Wednesday, July 20, 2011

The Schoolboy

It has been said that the game of golf reveals a person's true character. The game also teaches life lessons that cannot be learned in a classroom. This is especially true for junior golfers. The Schoolboy is a day in the life of a reluctant junior golfer who is forced to play in the local junior golf tournament. Tony Rosa captures the angst and insecurities of the protagonist, "Sam, the main character, is in the middle of his first day of being kicked out of the nest himself. His mother has done her work and it is up to him to see if he can fly."

Golf is the least of Sam's problems. His father died and he is feeling his way through his teens as the man of the house. He has a little brother in the tournament, too.
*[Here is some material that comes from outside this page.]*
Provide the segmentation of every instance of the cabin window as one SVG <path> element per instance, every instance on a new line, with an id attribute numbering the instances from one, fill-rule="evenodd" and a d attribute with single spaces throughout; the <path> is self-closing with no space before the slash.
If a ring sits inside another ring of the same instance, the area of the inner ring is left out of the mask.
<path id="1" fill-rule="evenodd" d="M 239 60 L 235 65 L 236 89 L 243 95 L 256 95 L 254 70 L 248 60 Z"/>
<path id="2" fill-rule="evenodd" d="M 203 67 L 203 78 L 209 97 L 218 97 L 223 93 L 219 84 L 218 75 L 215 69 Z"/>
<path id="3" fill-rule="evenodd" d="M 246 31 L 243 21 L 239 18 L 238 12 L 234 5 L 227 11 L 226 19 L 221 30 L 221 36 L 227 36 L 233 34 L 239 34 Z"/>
Sam's grouping for the tournament is a slice of life from both sides of the tracks. His partners include a country club kid, a cheater, and a hustler. Sam's core values are tested from the first tee until play is stopped.

Set in the 1980s, Sam's world of golf does not include Tiger Woods, PS3, or junior golf programs. He learned the game from his grandfather. His golf resume consists of hitting balls in the park with friends. He is alone, yet he is brave. The Schoolboy was inspired from Rosa's own experiences as a teen, "I asked myself: What was the first time you ever felt like you were on your own? I immediately thought about my mother dropping me off at the municipal golf course to play in a junior golf tournament." He adds, "I signed up on my own and played with a group of strangers and could remember how alone, yet, how different things were going to be for me after I had proved I could do something on my own."

The saga that develops in The Schoolboy is a wonderful paradigm for young readers. Sam is tempted. Sam learns that guilt is a powerful emotion. Readers learn that if you are excluded based on your character and principles, then you have learned that bravery is not immediately rewarded. GOLFChicago highly recommends The Schoolboy for our junior golfers.